Predicted density contours with overlaid \(10 \times 10\) cell blocks of an unsteady single Mach reflection problem (\(M_\mathrm{s} = 1.732\) and \(\theta _\mathrm{w} = 36.90^{\circ }\)) in gaseous N\(_2\) at \(t = 5.14 \times 10^{-7}\) s after the incident shock wave strikes the corner of the wedge. The internal structures of the incident, reflected and Mach stem shock waves are fully resolved; the inset diagrams illustrate the smooth but rapid transitions of specific entropy and density measured along the dashed distances \(x'_\text {i}\), \(x'_\text {r}\) and \(x'_\text {m}\), aligned in the directions normal to each of these respective shock waves

Note that the application of the anisotropic AMR scheme was found to provide a reduction of 78 % in the mesh size when compared to the isotropic AMR case, while still achieving the same solution accuracy. Additionally, a further 42 % in computational savings was attained by exploiting the ability of the proposed implicit BDF2 scheme to take a larger time step than that permissible with the conditionally stable explicit RK2 time-marching method without significantly compromising accuracy.
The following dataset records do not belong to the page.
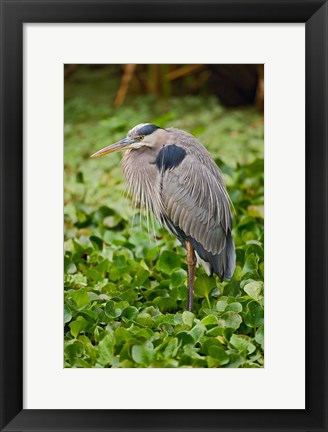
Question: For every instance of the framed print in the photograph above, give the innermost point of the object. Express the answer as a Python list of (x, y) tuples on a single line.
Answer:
[(139, 391)]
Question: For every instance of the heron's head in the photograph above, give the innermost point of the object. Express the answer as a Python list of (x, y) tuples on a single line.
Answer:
[(144, 134)]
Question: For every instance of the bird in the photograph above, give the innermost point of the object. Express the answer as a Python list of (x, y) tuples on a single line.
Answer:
[(170, 172)]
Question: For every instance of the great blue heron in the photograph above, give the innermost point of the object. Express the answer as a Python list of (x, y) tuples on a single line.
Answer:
[(171, 173)]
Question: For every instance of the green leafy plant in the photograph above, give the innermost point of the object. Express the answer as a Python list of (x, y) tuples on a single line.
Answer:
[(125, 279)]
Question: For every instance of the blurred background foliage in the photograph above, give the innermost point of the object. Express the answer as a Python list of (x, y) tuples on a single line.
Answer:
[(125, 277)]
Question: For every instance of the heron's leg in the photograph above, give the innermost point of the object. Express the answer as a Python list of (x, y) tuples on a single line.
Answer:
[(191, 261)]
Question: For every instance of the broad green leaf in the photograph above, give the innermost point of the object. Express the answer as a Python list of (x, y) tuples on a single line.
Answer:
[(259, 336), (255, 314), (106, 350), (240, 342), (81, 298), (178, 278), (111, 310), (235, 307), (203, 287), (143, 354), (168, 262), (251, 264), (77, 326), (230, 320), (219, 354), (253, 289), (210, 320), (67, 314)]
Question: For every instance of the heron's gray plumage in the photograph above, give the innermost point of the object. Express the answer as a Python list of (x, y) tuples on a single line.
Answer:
[(185, 191)]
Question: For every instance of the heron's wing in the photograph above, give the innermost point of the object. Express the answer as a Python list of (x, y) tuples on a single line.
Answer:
[(195, 200)]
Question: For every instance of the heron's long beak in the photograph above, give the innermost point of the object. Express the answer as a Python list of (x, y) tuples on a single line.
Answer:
[(120, 145)]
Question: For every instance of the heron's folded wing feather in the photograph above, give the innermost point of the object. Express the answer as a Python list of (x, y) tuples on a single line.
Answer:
[(196, 201)]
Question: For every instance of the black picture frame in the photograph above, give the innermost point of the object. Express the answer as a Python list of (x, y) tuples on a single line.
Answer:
[(314, 13)]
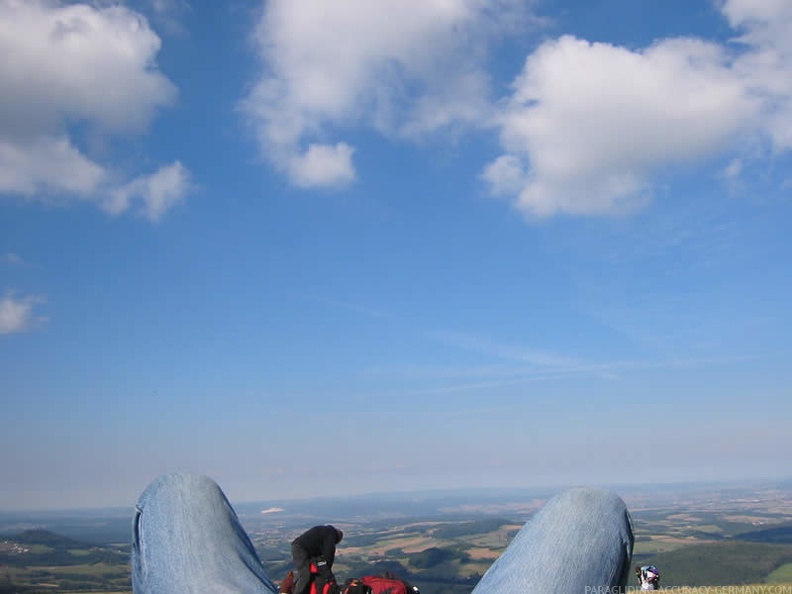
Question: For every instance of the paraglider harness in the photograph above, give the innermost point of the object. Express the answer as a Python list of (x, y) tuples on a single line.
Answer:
[(649, 577), (387, 583), (322, 579)]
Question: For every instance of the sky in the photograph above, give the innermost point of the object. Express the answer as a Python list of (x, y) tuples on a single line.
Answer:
[(317, 248)]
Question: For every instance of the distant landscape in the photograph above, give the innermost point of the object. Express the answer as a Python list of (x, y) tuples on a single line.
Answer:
[(443, 542)]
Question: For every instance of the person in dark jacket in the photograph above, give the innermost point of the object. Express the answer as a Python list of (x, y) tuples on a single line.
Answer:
[(319, 541)]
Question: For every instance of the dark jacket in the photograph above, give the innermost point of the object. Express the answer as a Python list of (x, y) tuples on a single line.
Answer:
[(319, 540)]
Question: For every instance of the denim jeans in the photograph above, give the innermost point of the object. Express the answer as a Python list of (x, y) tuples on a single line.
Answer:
[(187, 539)]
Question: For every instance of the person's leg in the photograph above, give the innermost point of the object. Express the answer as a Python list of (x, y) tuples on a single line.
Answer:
[(302, 565), (188, 540), (580, 542)]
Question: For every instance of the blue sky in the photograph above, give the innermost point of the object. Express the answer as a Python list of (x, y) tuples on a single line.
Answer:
[(316, 248)]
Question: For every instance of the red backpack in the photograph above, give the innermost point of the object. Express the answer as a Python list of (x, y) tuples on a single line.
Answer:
[(322, 579), (385, 585)]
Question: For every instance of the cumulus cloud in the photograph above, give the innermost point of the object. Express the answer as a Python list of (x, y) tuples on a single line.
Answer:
[(323, 165), (589, 124), (76, 64), (405, 71), (17, 315), (157, 192)]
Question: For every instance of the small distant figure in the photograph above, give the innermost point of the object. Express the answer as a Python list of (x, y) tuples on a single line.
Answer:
[(287, 585), (317, 546), (649, 576)]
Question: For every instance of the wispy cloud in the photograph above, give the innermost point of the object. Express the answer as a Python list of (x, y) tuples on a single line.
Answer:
[(404, 73), (17, 314), (11, 259)]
It then follows that the overall speedup provided by the combination of the anisotropic AMR and parallel fully implicit BDF2 time-marching methods for this fully resolved case is estimated to be a factor of more than \(10^{10}\), when using 256 cores and assuming a 50 % parallel efficiency due to latency and interprocessor communication, compared to a serial computation performed using the explicit RK2 scheme on a uniform mesh with a resolution equal to that of the finest mesh blocks.

9 Concluding remarks

A parallel, fully implicit, anisotropic block-based AMR finite-volume scheme has been described for solving two-dimensional, laminar, compressible, viscous, unsteady, gaseous flows governed by the Navier–Stokes equations. The combination of anisotropic AMR and parallel implicit time-marching techniques adopted in the proposed method has been shown to readily enable time-accurate numerical simulations of complex multi-shock interaction phenomena, as represented by unsteady oblique shock reflection processes with fully resolved internal shock structures.